Entire class of girls had been mutilated

A whole class of schoolgirls in Norrköping were found to have been subjected to female genital mutilation (FGM).

But a researcher is not surprised, and says the mutilation probably happened before the girls' families came to Sweden, and so is not illegal.

From last autumn Norrköping is a pilot municipality for Östergötland county council's work against so-called honour violence. This as part of a ten-year-old government order to the county.

Since March 2014 around 60 cases of FGM have been discovered in Norrköping, including a class where all 30 girls had suffered this mutilation.

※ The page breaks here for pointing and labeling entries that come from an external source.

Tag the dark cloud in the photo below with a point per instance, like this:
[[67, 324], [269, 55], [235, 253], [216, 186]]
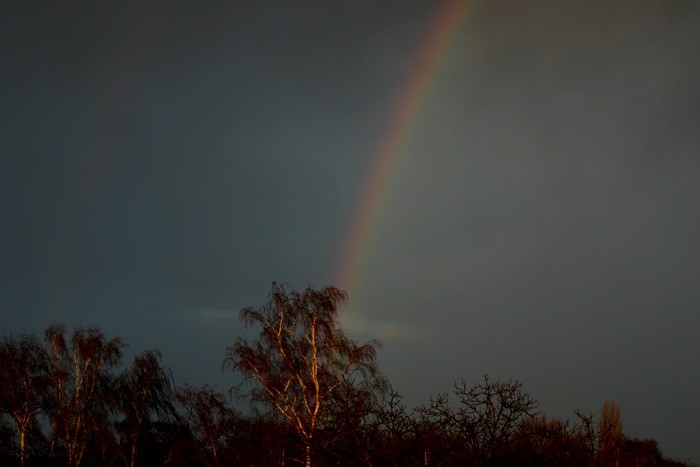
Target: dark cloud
[[161, 166]]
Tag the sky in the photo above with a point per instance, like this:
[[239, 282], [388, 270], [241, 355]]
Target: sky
[[502, 187]]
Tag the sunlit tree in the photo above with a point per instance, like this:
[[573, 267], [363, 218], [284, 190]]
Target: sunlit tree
[[23, 382], [144, 390], [209, 419], [301, 356], [80, 379], [610, 433]]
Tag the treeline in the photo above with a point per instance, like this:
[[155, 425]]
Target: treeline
[[67, 399]]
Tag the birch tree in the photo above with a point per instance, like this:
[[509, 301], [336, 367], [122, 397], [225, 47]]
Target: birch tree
[[301, 356]]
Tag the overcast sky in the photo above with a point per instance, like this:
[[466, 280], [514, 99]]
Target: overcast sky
[[161, 163]]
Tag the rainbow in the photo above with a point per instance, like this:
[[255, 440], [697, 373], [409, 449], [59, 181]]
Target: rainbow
[[404, 117]]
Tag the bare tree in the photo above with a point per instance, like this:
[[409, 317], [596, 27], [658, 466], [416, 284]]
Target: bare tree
[[610, 433], [144, 390], [79, 378], [300, 357], [208, 418], [23, 379], [490, 412]]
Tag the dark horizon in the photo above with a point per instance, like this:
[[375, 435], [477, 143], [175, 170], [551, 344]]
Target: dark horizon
[[161, 166]]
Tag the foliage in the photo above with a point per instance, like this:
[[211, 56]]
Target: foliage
[[318, 396]]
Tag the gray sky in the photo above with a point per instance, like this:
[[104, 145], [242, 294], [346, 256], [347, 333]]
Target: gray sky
[[162, 163]]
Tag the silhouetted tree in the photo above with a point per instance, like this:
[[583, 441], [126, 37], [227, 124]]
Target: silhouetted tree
[[144, 390], [80, 382], [301, 356], [209, 419], [23, 382], [610, 433]]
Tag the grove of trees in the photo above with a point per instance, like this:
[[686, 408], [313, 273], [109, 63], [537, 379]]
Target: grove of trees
[[315, 398]]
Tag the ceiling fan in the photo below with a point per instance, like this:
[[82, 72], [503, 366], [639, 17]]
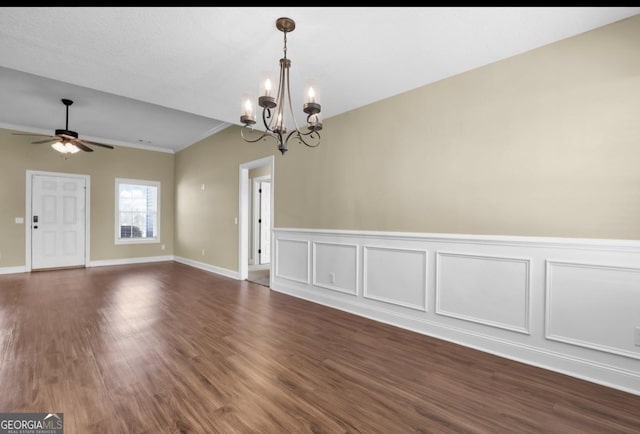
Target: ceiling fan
[[66, 141]]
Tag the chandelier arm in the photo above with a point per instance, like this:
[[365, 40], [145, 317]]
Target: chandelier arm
[[313, 135], [266, 114], [247, 127], [300, 136]]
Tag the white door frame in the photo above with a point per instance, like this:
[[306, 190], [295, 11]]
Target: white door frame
[[243, 229], [256, 204], [28, 222]]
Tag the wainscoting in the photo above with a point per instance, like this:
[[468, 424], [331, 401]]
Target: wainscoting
[[568, 305]]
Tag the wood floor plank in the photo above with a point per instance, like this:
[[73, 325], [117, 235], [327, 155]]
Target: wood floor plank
[[167, 348]]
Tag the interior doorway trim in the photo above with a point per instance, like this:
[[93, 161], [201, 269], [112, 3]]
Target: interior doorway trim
[[255, 226], [243, 213], [27, 219]]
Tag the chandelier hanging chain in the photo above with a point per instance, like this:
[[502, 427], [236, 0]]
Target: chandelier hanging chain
[[274, 109]]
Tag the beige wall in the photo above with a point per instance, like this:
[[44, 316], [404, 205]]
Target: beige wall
[[546, 143], [102, 166], [205, 218]]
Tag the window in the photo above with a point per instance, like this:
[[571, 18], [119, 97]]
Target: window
[[137, 211]]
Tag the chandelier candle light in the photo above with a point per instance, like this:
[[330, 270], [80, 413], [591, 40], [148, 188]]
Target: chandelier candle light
[[273, 107]]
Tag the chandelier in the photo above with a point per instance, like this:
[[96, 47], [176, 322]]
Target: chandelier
[[273, 107]]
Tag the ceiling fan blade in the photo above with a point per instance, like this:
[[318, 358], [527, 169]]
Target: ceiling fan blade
[[87, 142], [82, 146], [50, 139]]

And 28 had been subjected to the worse form of abuse, where the clitoris and inner labia was cut away and the vulva sewn together to leave a tiny opening.

It was the school nurse who discovered that the girls had been injured in this way. The county council programme against "honour violence" involves extra education for school staff, so such abuse can be more easily discovered.
Since 1982 FGM has been illegal in Sweden. Since 1999 it is also punishable even of carried out abroad.

Local paper Norrköpings Tidningar reports that social services have now allocated extra resources to help the abused girls.

"We try to tell parents that they can be sent to prison if they come back from a trip abroad and the child has been subject to FGM," says Petra Blom Andersson at the centre for school pupils' health in Norrköping, to Norrköpings Tidningar.

But researcher Sara Johnsdotter says to news agency TT that she does not think the girls' parents have committed a crime, "If it happens abroad before the person has become a Swedish citizen or come to Sweden then it is not illegal." She says the important thing now is to see the girls are treated well.

"You don't have to have respect for the practice, but for the people who are affected by the practice," says Sara Johnsdotter, researcher in medical anthropology at Malmö University to news agency TT.

She says this is a non-story for her, and she would be surprised if all the girls were not subject to FGM, considering which country they come from.

The World Health Organisation says over 125 million girls and women alive today have been subjected to FGM in Africa and the Middle East.

No one knows to what extent girls in Sweden have been subjected to this form of abuse.